As far as the market crashing now vs. back in ’08, there are similarities.
In the month after Panic set in on 15 September 2008, the Dow dropped 21.4 percent.
At the end of 13 March last week, the Dow had dropped 21.5 percent in 30 days.
During the Great Recession, the Federal Reserve kept markets working by making cheap money available to banks. In the 30 months from December 2007 into July 2010, the Fed gave the banksters a $29 trillion bailout.
Now, with markets and the economy in collapse, Washington is calling for a stimulus package in the range of 2009’s $800 billion “Recovery Act,” which propelled equity markets to an 11 year bull run, while median household income in American sank to 1999 lows, when adjusted for inflation.
And, since the Fed began their repo injection in September, they have flooded the market with $9.1 trillion in artificial/cheap money, interposing itself between the markets and financial reality – more than half the total amount it made available during the Great Recession in a fifth of the time.
Last Thursday, the central bank promised $1.5 trillion would be available to trading houses just for the last two trading days of the week.
Mnuchin also urged banks to use the “discount window,” a mechanism by which banks can take short-term loans from the Fed when the banks run low on cash.
But few banks are going to the discount window. The reason: transactions at the discount window are public record, revealing which banks are short of cash.
In contrast, there is no public record of which banks are taking the Fed’s cheap repo loans.
If there were, the public might be able to see which banks are in the most trouble from risky loans or market investments that have now tanked and want to take their money out.
Indeed, deep in trouble, yesterday, bank stocks continued their sharp selloff with Citigroup leading the downward charge, diving nearly 20 percent, followed by Morgan Stanley slumping 15.6 percent and Bank of America and JPMorgan Chase each dropping more than 14 percent.
Also, the Trump administration is pressuring Congress to alter portions of the Dodd-Frank financial reform act so the Fed could channel money to large domestic and foreign banks without disclosing the banks or amounts involved.
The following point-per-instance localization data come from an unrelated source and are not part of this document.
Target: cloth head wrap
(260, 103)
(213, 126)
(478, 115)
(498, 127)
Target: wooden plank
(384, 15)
TRENDPOST: While it was applauded by the media, Washington, and Wall Street that the Federal Reserve would inject $1.5 trillion into the short-term money markets to boost the crashing equity markets, never was it noted that this is anathema to capitalism.
Just as with the “Too Big to Fail” Panic of ’08 scheme that bailed out the failing banks and now the Fed action to bail out Wall Street money junkies, in capitalism, business and investors rise and fall on their own merit.
“By their deeds you shall know them.” Capitalism is dead. Corporatism is alive.
From entrepreneurs to mid-sized businesses, from the store clerks to garage mechanics, the government does not inject pennies into their pocketbooks to keep their business from failing or paying their rent when they are out of work.
TREND FORECAST: The fallout from lock downs and the closing down of businesses, enforced by federal, state, and local governments to fight the coronavirus, will spike unemployment to deep depression levels.
With all of the coronavirus coverage, this is barely being reported by the mainstream media or by the governments whose actions will soon cause millions to be out of work.
Instead politicians, media and the general public cheer government actions and ignore those questioning and criticizing them as ineffective, unrequired, and severely damaging to individuals and the economy.
Bankruptcies and credit card/auto loan delinquencies will skyrocket.